IN RE: the Claim of Jeffery I. BERNSTEIN, Appellant. Commissioner of Labor, Respondent.

Decided: November 25, 2009

Before:  CARDONA, P.J., LAHTINEN, MALONE JR., STEIN and GARRY, JJ. Jeffery I. Bernstein, Glenview, Illinois, appellant pro se. Andrew M. Cuomo, Attorney General, New York City (Mary Hughes of counsel), for respondent.

Appeal from a decision of the Unemployment Insurance Appeal Board, filed October 22, 2008, which, upon reconsideration, ruled that claimant was ineligible to receive unemployment insurance benefits because he was not totally unemployed.
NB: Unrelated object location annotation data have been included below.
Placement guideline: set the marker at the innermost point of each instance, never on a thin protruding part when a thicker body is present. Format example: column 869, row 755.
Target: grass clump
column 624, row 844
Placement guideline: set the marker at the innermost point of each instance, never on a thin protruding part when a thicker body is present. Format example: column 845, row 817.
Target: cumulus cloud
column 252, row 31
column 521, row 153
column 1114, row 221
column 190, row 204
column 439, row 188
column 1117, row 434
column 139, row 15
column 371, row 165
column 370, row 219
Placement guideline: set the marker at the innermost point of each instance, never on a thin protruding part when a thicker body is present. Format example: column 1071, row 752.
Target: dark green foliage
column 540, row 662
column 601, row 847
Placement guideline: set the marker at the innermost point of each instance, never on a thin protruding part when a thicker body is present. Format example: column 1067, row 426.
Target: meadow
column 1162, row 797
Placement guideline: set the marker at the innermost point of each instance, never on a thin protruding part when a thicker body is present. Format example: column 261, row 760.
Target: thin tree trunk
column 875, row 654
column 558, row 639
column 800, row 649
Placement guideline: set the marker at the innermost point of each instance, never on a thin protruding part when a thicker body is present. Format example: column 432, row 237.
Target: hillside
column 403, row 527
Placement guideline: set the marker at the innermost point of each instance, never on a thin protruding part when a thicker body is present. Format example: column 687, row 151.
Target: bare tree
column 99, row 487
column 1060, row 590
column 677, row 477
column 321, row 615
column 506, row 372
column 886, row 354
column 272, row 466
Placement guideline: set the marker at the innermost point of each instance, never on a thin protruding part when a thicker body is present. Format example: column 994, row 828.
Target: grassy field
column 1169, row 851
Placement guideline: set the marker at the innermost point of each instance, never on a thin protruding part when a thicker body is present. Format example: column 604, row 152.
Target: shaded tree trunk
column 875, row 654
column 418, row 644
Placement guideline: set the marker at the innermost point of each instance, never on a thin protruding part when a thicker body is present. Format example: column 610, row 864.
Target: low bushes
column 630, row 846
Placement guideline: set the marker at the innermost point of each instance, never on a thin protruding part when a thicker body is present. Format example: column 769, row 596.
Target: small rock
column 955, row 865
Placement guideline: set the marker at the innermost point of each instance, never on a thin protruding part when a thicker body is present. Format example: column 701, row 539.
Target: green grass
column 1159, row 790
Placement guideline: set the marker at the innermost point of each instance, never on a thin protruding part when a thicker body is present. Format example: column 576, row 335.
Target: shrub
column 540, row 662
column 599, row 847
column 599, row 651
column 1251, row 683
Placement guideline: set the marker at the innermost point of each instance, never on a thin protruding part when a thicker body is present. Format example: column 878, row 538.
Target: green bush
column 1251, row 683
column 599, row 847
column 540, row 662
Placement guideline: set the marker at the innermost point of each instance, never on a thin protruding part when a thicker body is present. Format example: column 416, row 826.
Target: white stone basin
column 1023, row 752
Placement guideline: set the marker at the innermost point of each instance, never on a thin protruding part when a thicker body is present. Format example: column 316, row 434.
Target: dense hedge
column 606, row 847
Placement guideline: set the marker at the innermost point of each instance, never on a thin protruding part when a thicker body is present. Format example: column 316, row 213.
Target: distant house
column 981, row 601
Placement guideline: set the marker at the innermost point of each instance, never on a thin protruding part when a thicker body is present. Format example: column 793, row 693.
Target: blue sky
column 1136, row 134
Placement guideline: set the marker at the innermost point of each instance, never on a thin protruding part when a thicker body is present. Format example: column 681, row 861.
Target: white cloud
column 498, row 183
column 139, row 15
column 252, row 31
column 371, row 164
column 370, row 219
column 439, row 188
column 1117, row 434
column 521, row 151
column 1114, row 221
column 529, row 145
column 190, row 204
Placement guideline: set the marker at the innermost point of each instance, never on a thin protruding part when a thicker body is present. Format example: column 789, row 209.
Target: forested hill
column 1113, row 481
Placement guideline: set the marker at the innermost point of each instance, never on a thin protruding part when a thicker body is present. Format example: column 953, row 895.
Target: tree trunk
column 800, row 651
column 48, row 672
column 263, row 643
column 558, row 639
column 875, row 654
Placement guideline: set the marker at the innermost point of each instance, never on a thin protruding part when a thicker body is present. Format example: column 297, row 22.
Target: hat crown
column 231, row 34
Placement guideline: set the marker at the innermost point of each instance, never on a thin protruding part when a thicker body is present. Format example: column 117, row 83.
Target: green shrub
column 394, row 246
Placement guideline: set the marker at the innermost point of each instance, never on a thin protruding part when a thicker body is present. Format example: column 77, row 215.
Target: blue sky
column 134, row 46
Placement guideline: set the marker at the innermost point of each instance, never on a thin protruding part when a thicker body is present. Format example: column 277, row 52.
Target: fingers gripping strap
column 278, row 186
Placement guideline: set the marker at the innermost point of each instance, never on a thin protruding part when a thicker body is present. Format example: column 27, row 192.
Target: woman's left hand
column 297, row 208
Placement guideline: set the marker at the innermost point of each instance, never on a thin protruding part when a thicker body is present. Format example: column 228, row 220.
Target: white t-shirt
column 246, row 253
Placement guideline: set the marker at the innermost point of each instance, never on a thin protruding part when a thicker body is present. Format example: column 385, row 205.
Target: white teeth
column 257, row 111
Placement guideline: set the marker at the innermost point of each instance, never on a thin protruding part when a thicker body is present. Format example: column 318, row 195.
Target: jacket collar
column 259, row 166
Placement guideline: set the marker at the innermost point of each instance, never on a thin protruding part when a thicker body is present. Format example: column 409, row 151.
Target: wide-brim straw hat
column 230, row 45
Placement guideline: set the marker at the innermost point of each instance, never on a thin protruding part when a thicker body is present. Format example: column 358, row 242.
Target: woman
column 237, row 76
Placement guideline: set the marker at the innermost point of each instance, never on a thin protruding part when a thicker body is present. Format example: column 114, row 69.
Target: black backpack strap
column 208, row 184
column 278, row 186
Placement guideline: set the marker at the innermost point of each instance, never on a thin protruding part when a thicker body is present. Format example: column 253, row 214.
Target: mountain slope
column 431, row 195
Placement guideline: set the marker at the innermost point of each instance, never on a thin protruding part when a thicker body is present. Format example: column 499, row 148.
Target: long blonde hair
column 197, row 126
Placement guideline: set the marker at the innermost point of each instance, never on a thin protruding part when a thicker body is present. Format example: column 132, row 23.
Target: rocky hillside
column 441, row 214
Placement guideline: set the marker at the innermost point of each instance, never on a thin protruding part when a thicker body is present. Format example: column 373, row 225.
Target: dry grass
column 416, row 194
In April 2004, claimant established a limited liability company for the purpose of setting up an investment hedge fund.   Claimant's initial investment was $30,000 and total investment in the endeavor amounted to some $185,000.   Subsequently, claimant accepted employment with a financial management company, but that employment ended in February 2007.   In May 2007, claimant applied for and was denied unemployment insurance benefits, and the Unemployment Insurance Appeal Board ultimately ruled that he was ineligible to receive such benefits because his continued participation with the limited liability company rendered him not totally unemployed.   Claimant now appeals.

 Whether a claimant is totally unemployed and, thus, entitled to receive unemployment benefits is a factual issue for the Board to resolve and its determination will be upheld if supported by substantial evidence (see Matter of Antoniou [Commissioner of Labor], 64 A.D.3d 853, 853, 881 N.Y.S.2d 681 [2009];  Matter of Bernard [Commissioner of Labor], 53 A.D.3d 1006, 1006, 863 N.Y.S.2d 279 [2008] ).   A claimant who is a principal in an ongoing corporation will not be considered totally unemployed if he or she stands to benefit financially from its continued operation, no matter how minimal the activities performed on its behalf (see Matter of Thomas [Commissioner of Labor], 58 A.D.3d 1099, 1099-1100, 871 N.Y.S.2d 790 [2009];  Matter of Spielman [Commissioner of Labor], 42 A.D.3d 621, 622, 839 N.Y.S.2d 311 [2007] ).   Here, the Board's decision was supported by substantial evidence.   Claimant made admissions, both during the hearing and on a questionnaire that he completed in June 2007, that the company was an ongoing concern of which he was the chief executive officer, he held 90% of its equity and 100% of the voting rights, and he was still engaged in solicitation for further business.   In addition, he admitted that the company maintained a Web site and bank account, he had company mail and telephone calls forwarded to him, he continued to write checks on behalf of the company and he continued to take substantial business deductions on his personal income tax returns (see Matter of Antoniou [Commissioner of Labor], 64 A.D.3d at 853, 881 N.Y.S.2d 681;  Matter of Thomas [Commissioner of Labor], 58 A.D.3d at 1100, 871 N.Y.S.2d 790).

ORDERED that the decision is affirmed, without costs.